Do hot or cold drinks bother your teeth? Do you notice that sweet or acidic foods cause tooth pain? Do you experience tooth sensitivity when you simply breathe in cold air?
In order to properly treat hypersensitivity, it’s important to get to its root cause. Just as there are many considerations in overall health conditions, there is not one blanket answer for dental hypersensitivity—each individual has their own set of concerns and causes that should be specifically addressed with your provider.
Common Causes of Sensitivity
Here’s a list of common causes of sensitivity:
- Poor oral hygiene. Tarter and plaque build up on teeth, eating away the jaw bone and making your gums pull back.
- Aggressive brushing or using abrasive toothpastes. Choose a toothbrush with soft or extra-soft bristles, and use non-whitening toothpastes if you’re experiencing sensitivity.
- Teeth grinding or buxism.
- Tooth decay.
- Tooth fractures or worn fillings.
- Gum recession. Normally, gums cover the root of a tooth, but when your gums recede, the root of the tooth is exposed, causing hypersensitivity. Gum recession is common, and it’s estimated that four out of five people suffer from this condition by age 65.
Steps to Alleviate Sensitivity
There are a few general steps you can take to alleviate sensitivity:
- Use sensitive toothpaste. A desensitizing toothpaste does not have abrasive ingredients found in many toothpastes on the market. Look for one that is marked for sensitivity and is approved by the American Dental Association. By using a sensitive toothpaste that is ADA-accepted, you are assured that the ADA has evaluated the product for safety and effectiveness.
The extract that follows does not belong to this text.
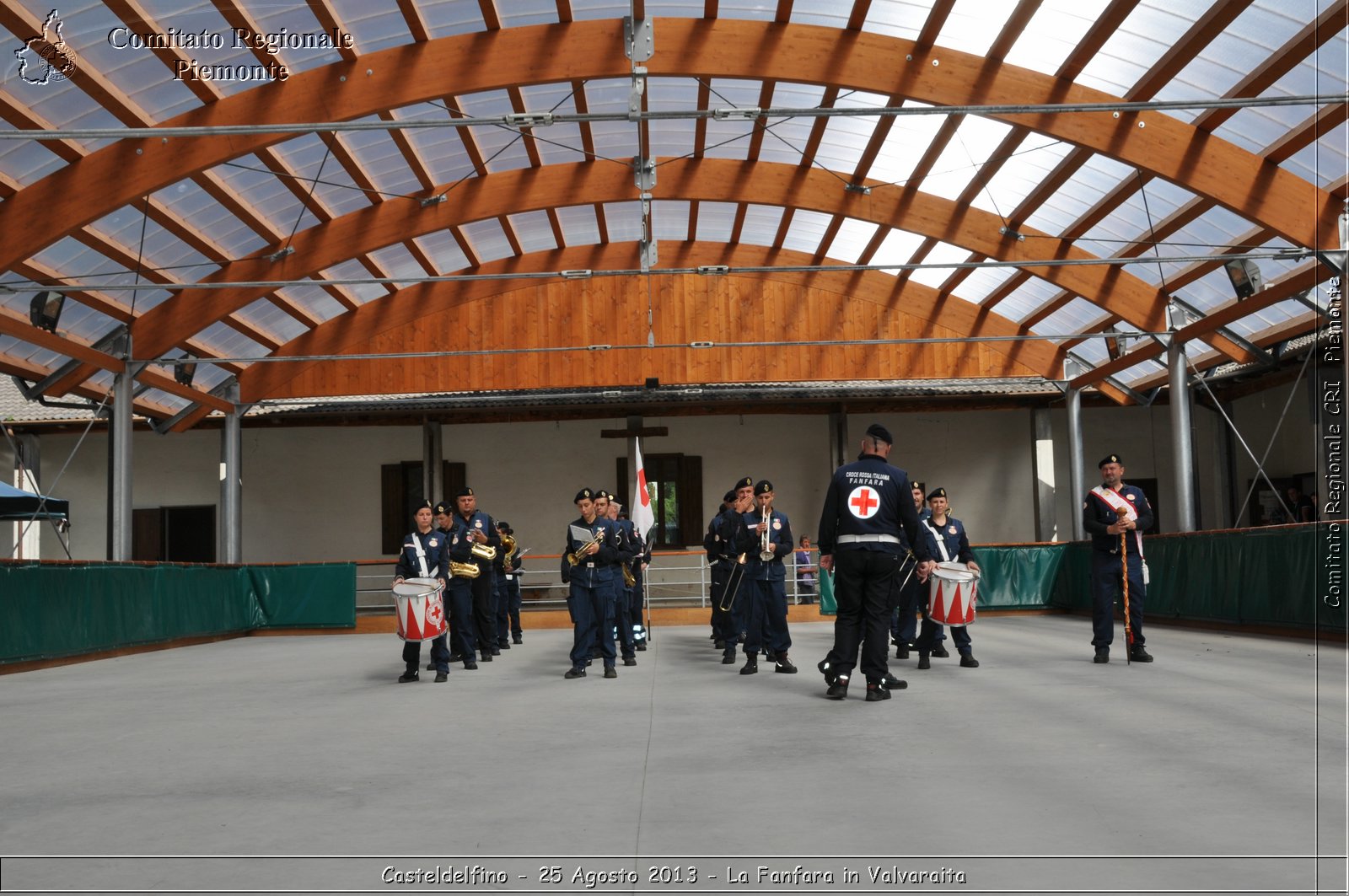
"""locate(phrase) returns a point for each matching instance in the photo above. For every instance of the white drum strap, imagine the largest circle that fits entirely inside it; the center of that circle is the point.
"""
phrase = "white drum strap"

- Avoid whitening products or active whitening treatment. Whitening products are safe and effective, but not advisable when experiencing tooth sensitivity.
- Ask your dentist about fluoride treatment. In-office fluoride treatments can help to strengthen what enamel you do have on your teeth and lessen the negative effects of tooth sensitivity.
- Dental fillings. Tooth-colored fillings can be placed at your gum line. These fillings then cover the exposed roots and can help protect against sensitivity.
- Use a mouthguard. Sensitivity caused from teeth grinding or bruxism can be addressed by using a mouthguard.
Next time you are in the dental office, make sure to address your sensitivity concerns with your dental professionals. Working together, you and your dentist can make a customized plan to get you back to enjoying a cup of coffee, a bowl of ice cream or a fresh citrus fruit—without the uncomfortable sensitivity symptoms.